Le nouveau cadre législatif n’affecte pas tous les producteurs de la même manière. Les détenteurs de capitaux recherchent les meilleures terres, comme les transnationales bananières dans le Chiapas ou bien dans les districts irrigués du nord-est, où les terres ont été louées. Parallèlement, dans la dernière décennie, l’une des principales zones irriguées, La Laguna, a expulsé un tiers des paysans ejidataires et entièrement transformé le système de production. A l’autre extrême, se trouve la forêt Lacandona, dans le Chiapas, où a commencé la rébellion de l’Armée Zapatiste de Libération Nationale (EZLN). Là, les problèmes de démocratie et d’identité ethnique côtoient ceux de l’extrême pauvreté et des conditions d’asservissement par les grandes exploitations de la région qui étendent leur contrôle sur des superficies de plus en plus grandes.

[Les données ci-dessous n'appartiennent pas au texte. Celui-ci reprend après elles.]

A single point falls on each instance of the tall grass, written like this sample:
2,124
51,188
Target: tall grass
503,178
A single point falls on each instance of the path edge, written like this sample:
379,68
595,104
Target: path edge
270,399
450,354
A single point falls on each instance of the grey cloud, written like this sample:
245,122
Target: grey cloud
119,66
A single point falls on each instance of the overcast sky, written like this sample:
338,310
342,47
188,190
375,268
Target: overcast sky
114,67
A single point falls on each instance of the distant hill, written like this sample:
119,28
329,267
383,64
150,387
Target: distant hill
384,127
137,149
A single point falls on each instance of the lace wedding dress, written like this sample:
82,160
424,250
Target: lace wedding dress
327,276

Parmi les réclamations des mouvements sociaux actuels, se trouve l’accès à la terre, certes, mais aussi des revendications ethniques, politiques et sociales. Il semble essentiel de redéfinir le rôle des acteurs et, en particulier, la relation entre la société, l’Etat et le marché

Mots-clés

agriculture familiale, organisation paysanne, intervention de l’Etat, désengagement de l’Etat, politique foncière, réforme agraire, politique agricole, système agraire, communauté paysanne, libéralisme, prix des produits agricoles et alimentaires, écosystème, élevage, sylviculture, ALENA


, Mexique, Selva Lacandona, La Laguna, Sonora

Commentaire

La proposition la plus remarquable de ce texte est de réorienter le marché de la terre vers la création de petites exploitations, qui seraient certainement mieux adaptées pour satisfaire la demande alimentaire nationale, occuper la main-d’oeuvre rurale et préserver les ressources naturelles. Quant aux grands exploitants et aux entreprises multinationales, l’achat de terres ne semble pas être leur priorité, le coût et les risques étant trop élevés.

Notes

Colloque "Agricultures Paysannes et Question Alimentaire ", Chantilly, 20 - 23 Février, 1996.